Las mujeres en el ministerio de Jesús

Lucas 8:1-3

Las mujeres tuvieron un lugar importante en el ministerio de Jesús, sirviendo movidas por gratitud y no por búsqueda de títulos. Se muestra la posición complementaria de nuestra iglesia y cómo las hermanas pueden involucrarse activamente en el ministerio con su diseño femenino.

Transcripción automática

Pretendo desde esta porción de la Escritura hacer tres cosas. Quisiera primero exhortar a las madres, pero nos quedaríamos cortos si nos enfocáramos solo en las madres. Quisiera también instruir a toda la iglesia y mostrar con gracia la posición de nuestra iglesia al respecto de las mujeres en el ministerio. Estoy convencido de que el mejor regalo que uno puede darle a cualquier persona es claridad. Quiero invitar a mis hermanas a que se involucren activamente en la misión del Señor, y para esto tengo que traer claridad: ellas quieren servir al Señor, pero quieren hacerlo con limpia conciencia.
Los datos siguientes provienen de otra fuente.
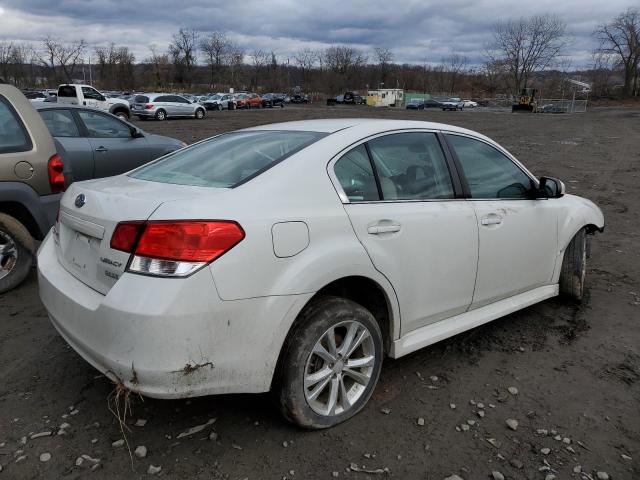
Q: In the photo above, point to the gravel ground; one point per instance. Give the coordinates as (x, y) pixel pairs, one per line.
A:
(575, 368)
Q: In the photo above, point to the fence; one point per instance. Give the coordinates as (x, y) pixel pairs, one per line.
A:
(548, 105)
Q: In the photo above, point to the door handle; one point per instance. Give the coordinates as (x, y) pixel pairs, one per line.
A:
(378, 229)
(491, 220)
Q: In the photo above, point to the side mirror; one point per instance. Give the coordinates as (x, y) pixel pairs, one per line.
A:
(550, 188)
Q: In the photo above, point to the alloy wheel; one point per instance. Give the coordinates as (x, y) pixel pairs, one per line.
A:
(339, 368)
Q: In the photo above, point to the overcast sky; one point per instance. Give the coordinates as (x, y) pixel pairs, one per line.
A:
(415, 30)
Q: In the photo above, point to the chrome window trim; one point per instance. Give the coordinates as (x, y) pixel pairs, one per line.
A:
(506, 153)
(338, 186)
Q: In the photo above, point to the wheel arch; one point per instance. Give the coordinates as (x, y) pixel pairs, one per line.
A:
(379, 299)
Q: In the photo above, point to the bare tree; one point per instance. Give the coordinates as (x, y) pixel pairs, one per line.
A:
(621, 37)
(235, 58)
(214, 48)
(259, 58)
(527, 45)
(305, 59)
(183, 50)
(453, 66)
(56, 55)
(384, 57)
(160, 66)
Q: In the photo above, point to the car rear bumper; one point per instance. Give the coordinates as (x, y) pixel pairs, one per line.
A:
(168, 338)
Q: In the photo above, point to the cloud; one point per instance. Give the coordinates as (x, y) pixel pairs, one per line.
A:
(416, 30)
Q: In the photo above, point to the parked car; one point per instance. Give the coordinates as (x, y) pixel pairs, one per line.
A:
(299, 98)
(240, 99)
(372, 238)
(98, 144)
(253, 100)
(452, 104)
(273, 100)
(31, 182)
(162, 106)
(220, 101)
(415, 104)
(35, 96)
(36, 167)
(86, 95)
(431, 103)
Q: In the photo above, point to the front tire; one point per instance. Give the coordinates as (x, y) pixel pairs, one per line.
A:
(16, 252)
(574, 267)
(330, 363)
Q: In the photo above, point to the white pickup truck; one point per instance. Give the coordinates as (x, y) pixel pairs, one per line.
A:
(77, 94)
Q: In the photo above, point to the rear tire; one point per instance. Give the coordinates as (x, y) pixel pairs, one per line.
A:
(348, 368)
(574, 267)
(16, 252)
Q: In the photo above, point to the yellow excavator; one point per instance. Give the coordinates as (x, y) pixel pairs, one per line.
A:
(526, 102)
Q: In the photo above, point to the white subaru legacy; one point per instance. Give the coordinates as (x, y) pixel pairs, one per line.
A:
(294, 257)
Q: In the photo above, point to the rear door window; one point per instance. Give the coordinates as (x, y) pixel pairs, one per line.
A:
(411, 166)
(102, 126)
(13, 134)
(60, 123)
(489, 172)
(356, 176)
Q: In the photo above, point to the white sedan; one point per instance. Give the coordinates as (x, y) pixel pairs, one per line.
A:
(296, 256)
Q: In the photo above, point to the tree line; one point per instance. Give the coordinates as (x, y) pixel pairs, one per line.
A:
(525, 52)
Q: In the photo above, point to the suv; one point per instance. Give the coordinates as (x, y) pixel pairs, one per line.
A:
(164, 105)
(31, 182)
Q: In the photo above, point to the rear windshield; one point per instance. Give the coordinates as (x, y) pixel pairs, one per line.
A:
(13, 136)
(227, 160)
(66, 91)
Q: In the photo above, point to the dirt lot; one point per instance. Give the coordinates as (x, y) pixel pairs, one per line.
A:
(576, 367)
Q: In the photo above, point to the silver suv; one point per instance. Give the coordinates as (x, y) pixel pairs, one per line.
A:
(164, 105)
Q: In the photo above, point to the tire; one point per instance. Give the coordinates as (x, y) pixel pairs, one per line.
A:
(574, 267)
(299, 361)
(16, 252)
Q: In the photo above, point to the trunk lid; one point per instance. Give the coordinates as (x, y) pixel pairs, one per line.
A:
(89, 213)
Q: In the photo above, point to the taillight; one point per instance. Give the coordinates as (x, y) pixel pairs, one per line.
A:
(55, 168)
(175, 248)
(125, 235)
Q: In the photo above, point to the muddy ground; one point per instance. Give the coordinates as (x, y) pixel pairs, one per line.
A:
(576, 367)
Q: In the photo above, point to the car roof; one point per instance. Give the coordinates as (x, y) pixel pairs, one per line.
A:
(55, 105)
(372, 125)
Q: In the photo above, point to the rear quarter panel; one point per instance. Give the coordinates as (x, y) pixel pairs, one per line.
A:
(43, 145)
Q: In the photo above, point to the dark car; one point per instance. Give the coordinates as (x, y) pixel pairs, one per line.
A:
(299, 98)
(273, 100)
(431, 103)
(415, 104)
(97, 144)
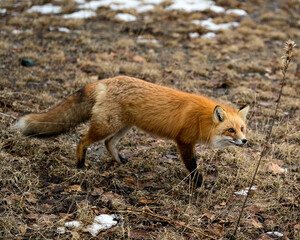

Aconteció después, que Jesús iba por todas las ciudades y aldeas, predicando y anunciando el evangelio del reino de Dios, y los doce con él, y algunas mujeres que habían sido sanadas de espíritus malos y de enfermedades: María, que se llamaba Magdalena, de la que habían salido siete demonios, Juana, mujer de Chuza intendente de Herodes, y Susana, y otras muchas que le servían de sus bienes.

— Lucas 8:1-3

Justo antes de este texto, en Lucas 7, una mujer pecadora vino, lavó los pies del Señor con sus lágrimas, los secó con sus cabellos y derramó perfume. El Señor le dijo a Simón: «Sus muchos pecados le son perdonados, porque amó mucho.» Inmediatamente después, Lucas incluye esta transición donde hay muchas mujeres sirviendo al Señor de múltiples maneras. Algunas fueron sanadas de enfermedades, otras fueron liberadas de demonios. Lo que es muy marcado es que a estas mujeres les servían movidas por un sentido de gratitud. Y no estaban buscando un título, un lugar ni rivalizar con los doce. Vivimos en días donde las personas requieren para hacer cualquier cosa tener una posición. Lo más hermoso es servir a Cristo.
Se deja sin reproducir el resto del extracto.